今回紹介する「犬神家の一族」では、信州財界一の巨頭・犬神佐兵衛の遺した莫大な財産と遺言状や、斧・琴・菊の三種の家宝にまつわる殺人事件などをめぐる物語が描かれる。監督は、近年リメイクもされた映画「十三人の刺客」(1963年公開)や「大殺陣」(1964年公開)など、集団時代劇を数多く手がけてきた工藤栄一監督が務めており、京マチ子さん、ハナ肇さん、西村晃さんなどの名俳優も出演している。
「犬神家の一族」第1話あらすじ
信州財界で巨頭と言われ、裸一貫から巨大な犬神財閥を築き上げた犬神佐兵衛が亡くなった。生涯にわたり正妻をめとらなかった佐兵衛の3人の妾の娘たち、長女・犬神松子(京マチ子さん)、次女・竹子(月丘夢路さん)、三女・梅子(小山明子)とその夫、そして孫たちが見守る中、彼女らは佐兵衛の遺言を聞き出そうとする。肝心の遺言状は弁護士の古舘(西村晃さん)が預かっていたが、内容については佐兵衛の意向で、松子の息子・佐清(田村亮)が戦地から復員してから明かされることとなった。
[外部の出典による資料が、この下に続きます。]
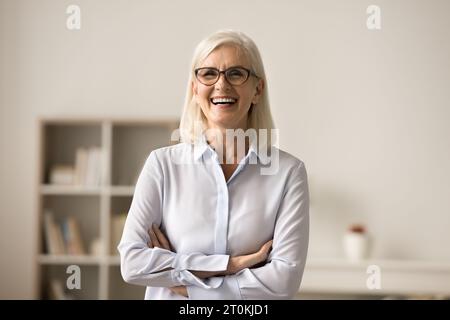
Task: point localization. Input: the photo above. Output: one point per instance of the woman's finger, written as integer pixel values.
(153, 238)
(161, 237)
(266, 247)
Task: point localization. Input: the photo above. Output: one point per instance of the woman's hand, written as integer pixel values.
(238, 263)
(235, 264)
(159, 240)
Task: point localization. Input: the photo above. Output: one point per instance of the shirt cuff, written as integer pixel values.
(229, 290)
(200, 262)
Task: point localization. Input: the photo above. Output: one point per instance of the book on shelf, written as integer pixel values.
(57, 292)
(64, 238)
(88, 163)
(117, 225)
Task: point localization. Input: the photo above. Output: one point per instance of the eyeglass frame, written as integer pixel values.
(249, 72)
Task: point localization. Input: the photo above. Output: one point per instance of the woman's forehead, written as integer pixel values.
(226, 56)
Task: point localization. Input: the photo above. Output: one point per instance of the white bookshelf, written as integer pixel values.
(125, 145)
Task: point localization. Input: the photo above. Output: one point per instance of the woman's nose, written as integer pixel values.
(222, 83)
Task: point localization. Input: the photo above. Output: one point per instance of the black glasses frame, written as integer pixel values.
(249, 73)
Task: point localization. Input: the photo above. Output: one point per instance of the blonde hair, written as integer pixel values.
(259, 117)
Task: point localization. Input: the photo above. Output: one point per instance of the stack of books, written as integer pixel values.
(62, 238)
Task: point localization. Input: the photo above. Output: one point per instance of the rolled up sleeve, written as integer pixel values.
(158, 267)
(280, 278)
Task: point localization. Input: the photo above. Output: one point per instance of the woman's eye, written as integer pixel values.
(209, 73)
(235, 73)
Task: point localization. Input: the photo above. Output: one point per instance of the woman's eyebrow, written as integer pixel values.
(233, 66)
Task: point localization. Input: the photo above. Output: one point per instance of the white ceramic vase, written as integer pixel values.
(356, 246)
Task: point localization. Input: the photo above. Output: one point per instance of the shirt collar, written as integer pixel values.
(201, 146)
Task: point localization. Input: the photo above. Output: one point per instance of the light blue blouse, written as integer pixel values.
(183, 190)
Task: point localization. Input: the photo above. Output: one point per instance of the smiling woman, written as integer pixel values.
(195, 229)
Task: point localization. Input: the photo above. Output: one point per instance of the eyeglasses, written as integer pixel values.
(234, 75)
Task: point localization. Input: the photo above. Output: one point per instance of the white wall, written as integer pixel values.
(367, 111)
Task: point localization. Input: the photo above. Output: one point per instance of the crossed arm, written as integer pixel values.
(235, 264)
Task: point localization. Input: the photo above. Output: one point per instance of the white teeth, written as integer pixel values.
(223, 100)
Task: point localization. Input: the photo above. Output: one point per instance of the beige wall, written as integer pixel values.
(367, 111)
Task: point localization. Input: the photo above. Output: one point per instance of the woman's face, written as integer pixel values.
(230, 115)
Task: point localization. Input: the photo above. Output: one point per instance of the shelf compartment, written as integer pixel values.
(54, 283)
(132, 145)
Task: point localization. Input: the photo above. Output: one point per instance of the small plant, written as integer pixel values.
(357, 228)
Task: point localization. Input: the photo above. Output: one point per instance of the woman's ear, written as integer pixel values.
(259, 91)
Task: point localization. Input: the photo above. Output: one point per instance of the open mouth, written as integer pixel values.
(223, 101)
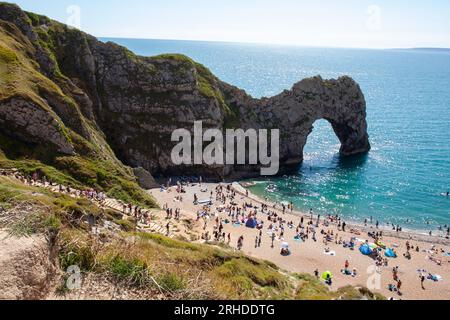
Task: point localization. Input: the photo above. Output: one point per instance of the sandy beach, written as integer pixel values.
(308, 256)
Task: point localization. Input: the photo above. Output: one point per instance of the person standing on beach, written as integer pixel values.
(422, 280)
(240, 242)
(316, 273)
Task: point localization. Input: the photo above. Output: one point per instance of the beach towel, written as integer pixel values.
(390, 253)
(365, 250)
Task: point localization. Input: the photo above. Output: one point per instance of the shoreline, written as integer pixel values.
(407, 234)
(311, 254)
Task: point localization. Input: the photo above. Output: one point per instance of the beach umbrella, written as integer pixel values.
(390, 253)
(327, 275)
(365, 250)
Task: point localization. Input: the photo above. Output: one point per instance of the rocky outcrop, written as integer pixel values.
(136, 103)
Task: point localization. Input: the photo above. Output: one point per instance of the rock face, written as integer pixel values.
(136, 103)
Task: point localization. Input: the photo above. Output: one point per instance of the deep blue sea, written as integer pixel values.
(408, 103)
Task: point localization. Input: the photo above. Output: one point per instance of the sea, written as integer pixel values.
(403, 179)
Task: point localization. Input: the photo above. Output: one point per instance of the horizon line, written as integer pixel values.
(278, 44)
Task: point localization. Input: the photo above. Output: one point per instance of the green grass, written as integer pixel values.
(132, 270)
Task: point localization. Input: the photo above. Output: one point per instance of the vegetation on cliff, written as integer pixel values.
(153, 264)
(92, 163)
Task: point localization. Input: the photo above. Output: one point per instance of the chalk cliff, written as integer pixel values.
(85, 99)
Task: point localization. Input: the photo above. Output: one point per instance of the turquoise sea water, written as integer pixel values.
(408, 103)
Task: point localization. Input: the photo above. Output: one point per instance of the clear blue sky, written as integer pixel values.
(346, 23)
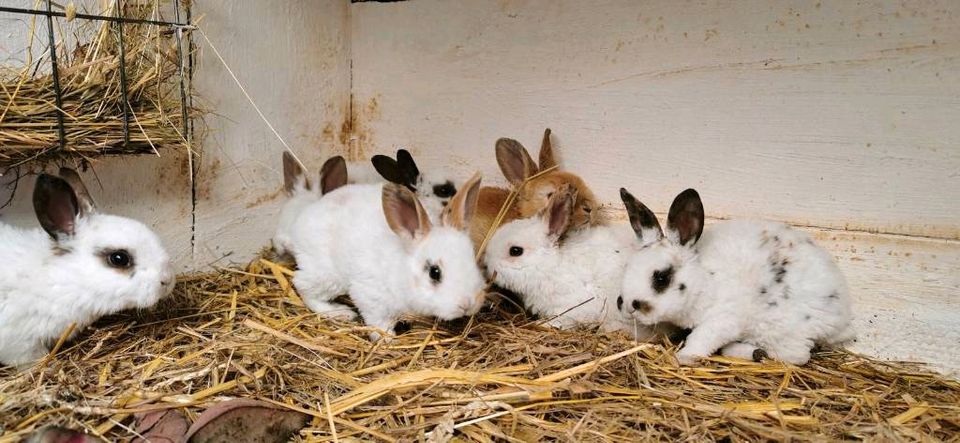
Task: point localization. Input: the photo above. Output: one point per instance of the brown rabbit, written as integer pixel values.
(517, 165)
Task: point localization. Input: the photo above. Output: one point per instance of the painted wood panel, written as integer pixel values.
(292, 58)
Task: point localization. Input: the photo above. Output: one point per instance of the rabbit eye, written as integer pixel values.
(445, 190)
(435, 273)
(661, 279)
(119, 259)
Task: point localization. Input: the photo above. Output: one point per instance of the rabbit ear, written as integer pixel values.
(294, 176)
(389, 169)
(642, 219)
(333, 174)
(514, 161)
(404, 214)
(408, 167)
(547, 159)
(686, 217)
(559, 211)
(87, 206)
(56, 205)
(459, 213)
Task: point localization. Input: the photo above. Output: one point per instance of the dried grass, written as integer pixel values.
(90, 79)
(499, 376)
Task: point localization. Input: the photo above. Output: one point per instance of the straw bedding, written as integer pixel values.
(499, 376)
(88, 56)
一方、探偵・金田一耕助(古谷一行さん)は、古館の弁護士事務所の若林という男から、“犬神家に容易ならざる事態が起こりそうなので調査して欲しい”という手紙を受けて、犬神邸の近くにある那須湖畔へ向かう。金田一が那須ホテルの窓辺から犬神邸を見ていると、犬神家に住む野々宮珠世が乗っていると思われる車が突然大きな音を上げて事故を起こしてしまう。すぐさま駆け付けた金田一がなんとか珠世を救出したものの、実は珠世は以前から何者かに命を狙われているとのことだった。
その後、金田一がホテルに戻ると、彼を犬神家に呼び寄せた若林が何者かに毒殺されていた。どうやら若林は、犬神家の誰かに買収され遺言状を盗み見た結果、殺されてしまったのだという。
そんな中、戦地から復員した佐清が犬神家に戻ってきて、ついに佐兵衛の遺言状が公開されることになる。しかし佐清本人は戦争の大怪我で顔全体をゴムマスクで覆っており、家族からは“替え玉”を疑われ――。
飄々とした金田一を演じる古谷一行さんに注目
第1話では、金田一が遺産相続を控える資産家・犬神一族と接触するシーンが描かれる。金田一は警察から「頭ぐらい洗っとけよ」「あの風体はどう見ても貧書生」などと揶揄されるほど、まるで路上生活者のような見た目をしている。古谷さんは、金田一のこの飄々としたキャラクターをコミカルな演技で表現。これまで映画やドラマなどで多くの俳優が金田一役を務めてきたが、古谷さんの醸し出す独特な雰囲気や言動は、唯一無二のキャラクター像と言えるだろう。
また本作では、クセの強い犬神家の人々の動向も見どころの一つ。莫大な財を成した佐兵衛が今にも亡くなりそうな際にも、佐兵衛の体調そっちのけで遺言の内容を無理やり聞き出そうとしたり、臨終の際も古舘が読み上げる目録に耳を傾けるのに必死だったり…と、酷薄な印象を受ける。この一族が、今後どのような遺産争いを繰り広げ、そしてどう殺人事件に巻き込まれていくのかに注目だ。